Physicists have directly imaged a novel laser-driven plasma wakefield, taking a large step towards compact, ultra high energy particle accelerators
Conventional particle accelerators use radio frequency cavities to push particles to high energies, but these machines are vast and expensive. Laser wakefield accelerators (LWFAs) offer a radically different approach. When an intense laser pulse travels through a plasma, it drives a rippling disturbance called a wakefield. Electrons can be trapped in this plasma wave and surf along it, being boosted to very high energies over just centimetres.

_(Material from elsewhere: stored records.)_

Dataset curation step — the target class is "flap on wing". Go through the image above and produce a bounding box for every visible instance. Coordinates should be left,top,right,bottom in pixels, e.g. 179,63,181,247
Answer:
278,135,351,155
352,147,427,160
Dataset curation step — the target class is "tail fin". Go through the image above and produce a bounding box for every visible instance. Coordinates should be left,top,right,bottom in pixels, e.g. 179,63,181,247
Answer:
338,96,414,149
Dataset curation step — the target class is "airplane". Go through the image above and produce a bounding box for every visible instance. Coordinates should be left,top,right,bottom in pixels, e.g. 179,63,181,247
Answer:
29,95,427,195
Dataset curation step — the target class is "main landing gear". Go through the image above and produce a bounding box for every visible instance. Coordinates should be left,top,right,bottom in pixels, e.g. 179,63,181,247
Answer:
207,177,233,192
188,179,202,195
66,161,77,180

However, these electrons tend to outrun the plasma wave that accelerates them, a limitation known as dephasing. One proposed way around this problem is the flying focus: a laser pulse engineered so that its point of highest intensity moves along the propagation axis at a controllable velocity. By matching this velocity to that of the electrons, the plasma wakefield could, in principle, remain phase locked to the particles, enabling sustained acceleration. While the flying focus concept has been theoretically developed and experimentally demonstrated in principle in recent years, the detailed structure and behaviour of the resulting wakefields has not yet been optimised for applications.

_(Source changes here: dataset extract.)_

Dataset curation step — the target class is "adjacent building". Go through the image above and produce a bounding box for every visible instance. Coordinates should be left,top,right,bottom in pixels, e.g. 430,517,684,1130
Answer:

In a new study, a team of researchers from the Weizmann Institute of Science probed these wakefields directly, combining high resolution experiments with advanced simulations. Using femtosecond relativistic electron microscopy, the team sent a separate electron beam through the flying focus wakefield, allowing them to image its electromagnetic structure with micrometre spatial resolution and femtosecond timing.
The results reveal that flying focus wakefields are stable but highly structured, blending linear and nonlinear features and extending off axis in ways not seen in conventional laser driven wakefields. The study also shows that factors such as plasma density, composition and ionisation dynamics can significantly reshape the wake. These effects must be carefully modelled and controlled if the scheme is to deliver on its promise.
By opening a direct experimental window onto flying focus wakefields, the work provides the crucial insight needed to turn a compelling idea into a practical technology.